宇宙に興味をもたれた経緯をお教えください
宇宙に関する思い出の最初は、東京の団地住まいの時に近所のお兄さんに見せてもらった望遠鏡で見た土星でしょうか。小学校1年生の時か2年生の時の月食をスケッチしたこともきっかけといえるかもし れません。

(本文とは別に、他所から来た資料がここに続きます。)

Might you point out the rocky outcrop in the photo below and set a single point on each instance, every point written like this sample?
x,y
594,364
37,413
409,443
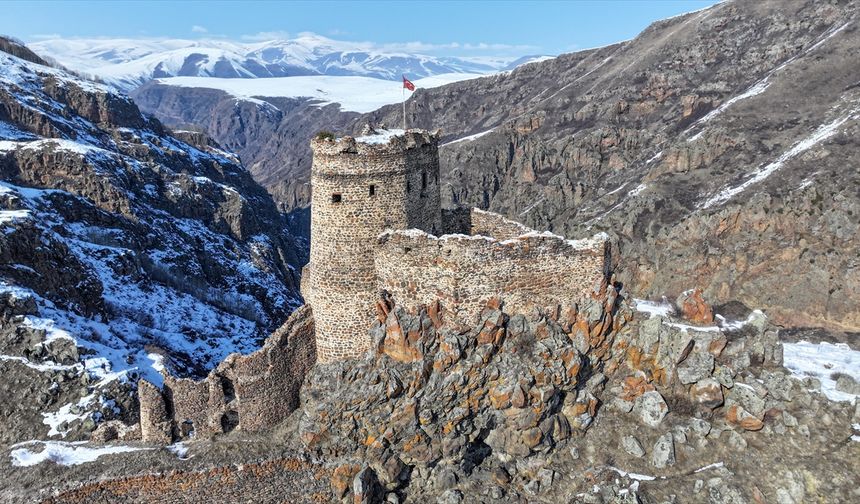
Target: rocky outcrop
x,y
594,403
435,397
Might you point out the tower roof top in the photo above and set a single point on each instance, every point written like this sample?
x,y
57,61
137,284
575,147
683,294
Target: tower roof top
x,y
375,142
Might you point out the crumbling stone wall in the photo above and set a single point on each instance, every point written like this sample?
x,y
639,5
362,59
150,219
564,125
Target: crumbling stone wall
x,y
245,392
533,270
360,189
495,226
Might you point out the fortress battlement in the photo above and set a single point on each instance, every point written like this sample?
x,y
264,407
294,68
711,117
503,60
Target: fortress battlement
x,y
376,226
532,270
375,143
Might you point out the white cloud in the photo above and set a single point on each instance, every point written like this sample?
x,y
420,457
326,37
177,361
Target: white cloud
x,y
45,36
263,36
406,47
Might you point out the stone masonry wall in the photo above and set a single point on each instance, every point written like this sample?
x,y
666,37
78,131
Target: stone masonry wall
x,y
245,392
535,270
359,190
495,226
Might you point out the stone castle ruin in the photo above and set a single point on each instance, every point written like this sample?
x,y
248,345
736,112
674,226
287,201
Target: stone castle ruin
x,y
377,227
379,237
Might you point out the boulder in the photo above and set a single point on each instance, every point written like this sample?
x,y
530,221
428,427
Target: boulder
x,y
697,366
632,446
707,392
693,307
663,454
650,408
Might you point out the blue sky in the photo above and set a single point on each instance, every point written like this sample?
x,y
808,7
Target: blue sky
x,y
440,27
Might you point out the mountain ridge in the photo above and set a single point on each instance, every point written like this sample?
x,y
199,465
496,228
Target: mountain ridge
x,y
638,139
129,63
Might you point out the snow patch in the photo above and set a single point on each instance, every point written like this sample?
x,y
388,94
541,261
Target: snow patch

そして、スーパージェッター、マジンガーZ、宇宙戦艦ヤマトなどをテレビに食らいついて見ていた、バリバリの科学・宇宙アニメ世代です。高校3年生のとき、いやがおうにも進路の決定に向き合わなければならなくなりました。その当時、立花隆さんの「宇宙からの帰還」に触発され、またガンダムの映画を劇場で見た際、圧倒的な大きさで迫ってきたスペースコロニーを見て、大学では宇宙を学んでみたいと思うようになりました。
幼いころはどのような環境ですごされたのでしょう?
私は東京生まれで、建築家の父と祖父を持ちます。小学校2年生までは東京の団地住まいでした。小学2年生の時に福島に移り、多くの伸びやかな友人たちと豊かな自然に囲まれ、育つことになりました。近くの信夫山での蝶採集にもハマったりもしました。近郊の吾妻山で、藤井旭氏が主催する観望会に出たこともあります。
青春時代の思い出をお聞かせください
高校は、県立福島高等学校。入学後、即、祖父もやっていた硬式野球部に所属しました。その数年前赴任された、別高校を甲子園に導かれた経験もある加藤仁一郎先生の特訓の元、野球に明け暮れました。学業からはどんどん遠ざかりましたが、一つのことに集中した高校時代は最高の思い出の一つです。1番・センター。あの頃は足も速かった(かな?)。 一つ上の学年には、今や全国レベルでも名を馳せる聖光学院率いる齋藤智也さんや、豪腕・剛球投手ながら、勉学の実力で慶應大学に進学しオリンピックに出場、銀メダルも獲得され、更にはその後、西武ライオンズでプロ野球選手となられた鈴木哲さんらがおられました。期待された上の学年でさえ甲子園は残念ながら果たせませんでした。実力で遙かに劣ると言われた我々は、先輩方に負けじと練習に励んだものの、高2秋・高3夏いずれも県大会ベスト4と後一歩に終わり、残念ながら甲子園の夢は果たせませんでした。高3で野球が終わって、嫌が上でも進路の決定に向き合わなければならなくなりました。
その際に宇宙を学ぶことをお決めになったのですね
しかし、3年間何も勉強してこなかった結果は明らかで、浪人することになりました。浪人時代、予備校講師に影響されたこともあり、大学では「きちんと物理を勉強してみたい」と考え、二浪の後、京大理学部へ進むことになりました。
学生の時はどのようなことを学ばれていたのですか?
学部では、地球電磁気学を専攻。杉浦正久先生・荒木徹先生・寺澤敏夫先生らにご指導いただくことになりました。その後、京大大学院に進学。寺澤先生のご紹介もあり、同期の齋藤義文君とも一緒に、京大に籍を置きつつ、神奈川県相模原市の宇宙研に場所を移し院生時代を過ごすことになりました。修士過程では、河島信樹先生のご指導の下、ボエジャー2号のオカルテーション観測実験に参加し、海王星の中性大気に関わる研究を行う機会に恵まれました。博士課程では山本哲生先生、水谷仁先生らにご指導いただき、彗星核の熱史にかかわる理論的研究を行いました。
卒業後から今までの研究についてお教え下さい
大学院の終わり頃から、Muses-C(後のハヤブサ)の立ち上げに参画し、特にカメラを検討をしました。しかし、博士号取得後、カリフォルニア工科大学で、地球の熱史に取り組むことになり、後を佐伯和人君(現大阪大学)に託し(?)、留学(その後、佐伯君もフランスに留学)しました。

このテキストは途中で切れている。